Once you’ve got a list, go through it in detail with the salesperson. You want to make sure that this platform is going to address the routine headaches that suck up your time. If the salesperson doesn’t know, ask them to find out. Ideally, the platform will allow something to be completely automated, or reduce the energy and time required to achieve the same end result.
It’s easy to believe a dream. In fact, we are all predisposed to prefer a believable positive lie over a negative complicated truth. Don’t fool yourself. Itemize your day and time, and ask your contact about each topic. If the one big, manual, time-consuming thing you do every day is not going to be fixed or streamlined by the platform, are you still going to want to use it?
This list will also help you pick between platforms. Platforms won’t fix all issues (unless you’re really lucky, and in that case you probably just need to play the lottery and retire), but knowing which will help more, and in what way, will help you pick the right one.
Ask, write down, compare, re-ask and get everything in writing
There are other questions, but because there are so many variables, it would take pages and pages before we covered even the majority of them.
However, as a general principle, you need to be patient – don’t rush.
Attend a demo, ask questions, then write them down along with the answers. Attend another demo, ask the same questions, ask new ones, write it all down. Attend another demo, add more questions, keep writing it all down. Then circle back over your notes and ask the questions you missed.

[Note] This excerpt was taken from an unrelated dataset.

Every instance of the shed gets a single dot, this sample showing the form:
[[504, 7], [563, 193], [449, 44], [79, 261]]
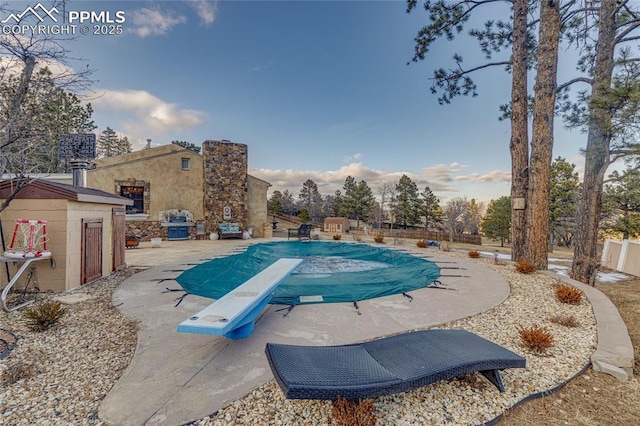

If you’re like me, you will hate doing this. But you’ll thank yourself in the long run. No one knows your business better than you. No one knows where your energy and time goes more than you. No one knows what you need in order to get time back and increase efficiency better than you. You are going to have to drag each platform through your check list, if you want the right option to become increasingly clear.
Ask for references too. Get a few. If the platform isn’t able to provide references, that’s a bit of a concern. Ask the referees about support, timetables and general feedback on the platform’s stability.
One final big theme you should ask about is the contract duration, how to get out of the contract, and if there is an initial grace period. Many offer trials, so you can try it and see if it fits. Some platforms have longer contracts with auto-renewal dates. Don’t get trapped and caught out, and also ask if you can have a one or two-month grace period where you can leave at any point during that time.